1. Field of the Invention
The present invention relates to a field emission device, and more particularly, to a field emission device in which an electrostatic quadrupole lens structure is constructed between an emitter on a cathode and an anode, improving focusing effect.
2. Description of the Related Art
Generally, a field emission device (FED) can be applied to a planar display device or a light emitting device. An FED includes a gate electrode that applies an electric field to an emitter arranged on a cathode electrode, so that the emitter emits electrons. The electrons collide with a fluorescent material coated on an anode electrode, and thus light is emitted. An FED with a double gate structure further includes a focus electrode in addition to a gate electrode which is described above.
The brightness and color purity of the FED emitting light by using electron beams emitted from a cold cathode depends not only on the material and structure of the emitter, which is the source of electrons, but also on the FED's ability to accurately focus an emitted electron beam accurately on a fluorescent material pattern to emit light. That is, to realize a high resolution display device using an FED, techniques of focusing the electron beam on the target fluorescent material pattern and not adjacent fluorescent materials are required.
Moreover, when a high voltage is applied to the anode to obtain high brightness and durability, the distance between the emitter and the anode must be increased for electrical stability. However, as the distance between the emitter and the anode increases, the electron beams are more likely to disperse. Thus, a structure that can transform an electron beam to correspond to the fluorescent material pattern and focus the beam accurately is required.
A conventional FED with a double gate structure includes an emitter emitting electrons on a cathode electrode; a gate electrode thereon which extracts electrons and has a first opening portion surrounding the emitter; and a focus electrode placed thereon which focuses the extracted electron beams and has a second opening portion having a common center with the first opening. The gate electrode is insulated from the cathode, and the focus electrode is insulated from the gate electrode.
When an electron beam emitted from one FED cannot radiate a pixel area sufficiently, a plurality of FEDs can be arranged to correspond to a pixel area.
When the focus voltage Vf is 0 V, electron beams having a circular shape reach a wide area, and as the voltage increases, the area of the electron beams decreases. However, when the focus voltage is about 50 V, a halo appears around the electron beam thus increasing the area of the electron beams.
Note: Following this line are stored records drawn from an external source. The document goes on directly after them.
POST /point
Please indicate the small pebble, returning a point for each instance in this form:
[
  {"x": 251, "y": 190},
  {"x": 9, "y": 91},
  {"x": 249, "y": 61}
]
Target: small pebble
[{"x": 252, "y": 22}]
Generally, in a display device using a FED, the fluorescent material pattern has a striped pattern with a longer vertical length than horizontal width. Since an electron beam reaching the anode has a circular shape according to the conventional double gate structure, the electron beam is likely to deviate from the width of the fluorescent material. Particularly, when two or more groups of emitters including emitters arranged in a vertical row are arranged horizontally with respect to one pixel area, the width of an electron beam increases.
Also, the optimal focusing effect is achieved at a focus voltage of −40 V. That is, to obtain sufficient focusing effect in a conventional double gate structure, the potential between a focus electrode and a gate electrode may be large, and thus an electrical breakdown may occur between the focus electrode and the gate electrode.